L’educazione alla sicurezza stradale diventa un pilastro centrale dell'offerta formativa per il prossimo anno scolastico. Il Ministero delle Infrastrutture e dei Trasporti ha confermato lo stanziamento di 15 milioni di euro destinati a finanziare progetti di sensibilizzazione e formazione all'interno degli istituti scolastici italiani.
L'iniziativa, che mira a ridurre drasticamente il tasso di incidentalità tra i giovanissimi, si inserisce nel più ampio quadro di revisione delle norme sulla circolazione. L'obiettivo è quello di trasformare la cultura della guida in una competenza consapevole, integrata nel percorso di crescita civica degli studenti.

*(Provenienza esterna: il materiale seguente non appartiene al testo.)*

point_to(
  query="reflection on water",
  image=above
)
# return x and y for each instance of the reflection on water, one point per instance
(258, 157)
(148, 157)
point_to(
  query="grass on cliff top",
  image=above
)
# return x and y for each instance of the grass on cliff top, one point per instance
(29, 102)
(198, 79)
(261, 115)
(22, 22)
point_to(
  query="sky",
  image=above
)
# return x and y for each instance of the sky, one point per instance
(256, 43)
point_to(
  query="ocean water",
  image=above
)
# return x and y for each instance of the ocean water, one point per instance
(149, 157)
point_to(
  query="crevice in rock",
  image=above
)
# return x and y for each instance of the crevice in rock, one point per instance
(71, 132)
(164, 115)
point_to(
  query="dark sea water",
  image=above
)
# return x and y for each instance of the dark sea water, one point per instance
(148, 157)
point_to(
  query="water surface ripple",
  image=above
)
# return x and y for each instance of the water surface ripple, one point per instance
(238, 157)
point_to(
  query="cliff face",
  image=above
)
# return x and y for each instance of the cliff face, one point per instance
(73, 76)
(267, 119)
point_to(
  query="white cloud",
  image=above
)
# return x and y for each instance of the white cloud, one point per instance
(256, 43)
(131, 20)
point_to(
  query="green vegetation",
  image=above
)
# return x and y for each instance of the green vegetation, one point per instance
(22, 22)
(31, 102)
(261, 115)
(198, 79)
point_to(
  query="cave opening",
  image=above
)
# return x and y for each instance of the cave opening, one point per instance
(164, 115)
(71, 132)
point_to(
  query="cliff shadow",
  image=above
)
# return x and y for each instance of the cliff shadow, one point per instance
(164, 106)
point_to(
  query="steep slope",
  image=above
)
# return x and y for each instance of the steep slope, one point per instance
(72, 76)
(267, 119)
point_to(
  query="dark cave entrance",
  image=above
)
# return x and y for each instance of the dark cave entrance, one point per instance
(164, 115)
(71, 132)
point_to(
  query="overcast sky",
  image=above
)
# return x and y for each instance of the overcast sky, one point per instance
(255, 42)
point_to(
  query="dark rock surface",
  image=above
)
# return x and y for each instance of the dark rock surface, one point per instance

Cosa cambia per gli studenti delle superiori
La novità di maggiore impatto riguarda gli studenti delle scuole secondarie di secondo grado. A partire dal prossimo anno scolastico, gli istituti potranno attivare corsi extracurricolari dedicati all'educazione stradale. La partecipazione a questi percorsi formativi non sarà solo un momento di apprendimento teorico e pratico, ma porterà con sé un beneficio concreto e tangibile.
Secondo le disposizioni legate alla recente modifica del Codice della Strada, gli studenti che completeranno con successo i corsi previsti potranno beneficiare di un incremento di due punti al momento del rilascio della patente di guida. Si tratta di un meccanismo di incentivazione inedito, pensato per premiare l'impegno extrascolastico rivolto alla sicurezza propria e altrui.
I dettagli del finanziamento
I 15 milioni di euro stanziati dal Ministero saranno ripartiti per sostenere le scuole nell'organizzazione di queste attività. I fondi serviranno a coprire, tra le altre cose, l'acquisto di materiali didattici, l'eventuale supporto di esperti esterni e l'allestimento di percorsi formativi che includano simulazioni pratiche.
Sebbene i dettagli tecnici sulle modalità di erogazione dei fondi e sui criteri di partecipazione ai corsi saranno oggetto di successive circolari ministeriali, l'impegno del dicastero è quello di rendere operativa la misura già con l'avvio delle lezioni del prossimo settembre. Le istituzioni scolastiche saranno chiamate a progettare le attività in collaborazione con le autorità locali e le forze dell'ordine, che da sempre collaborano con il mondo della scuola per la diffusione della cultura della legalità.
Un impegno per la sicurezza
L’educazione stradale non è una novità assoluta nelle aule, ma l'introduzione di un incentivo diretto, come il bonus patente, segna un cambio di passo nelle politiche di prevenzione. La sinergia tra Ministero delle Infrastrutture e istituzioni scolastiche punta a colmare il divario tra la teoria insegnata sui banchi e la responsabilità richiesta una volta alla guida di un veicolo.
Per le scuole, si apre ora una fase di programmazione. I dirigenti scolastici e i docenti referenti per l'educazione civica dovranno valutare, già nelle prime settimane del prossimo anno, come integrare questi nuovi corsi extracurricolari nel Piano Triennale dell'Offerta Formativa (PTOF), garantendo agli studenti l'opportunità di accedere al percorso formativo e, di conseguenza, al beneficio previsto dalla normativa.
Si consiglia alle famiglie e agli studenti di monitorare le comunicazioni ufficiali che verranno pubblicate sul portale del Ministero dell'Istruzione e del Merito e sui siti web dei singoli istituti scolastici, dove verranno indicati i calendari dei corsi e le procedure per l'iscrizione.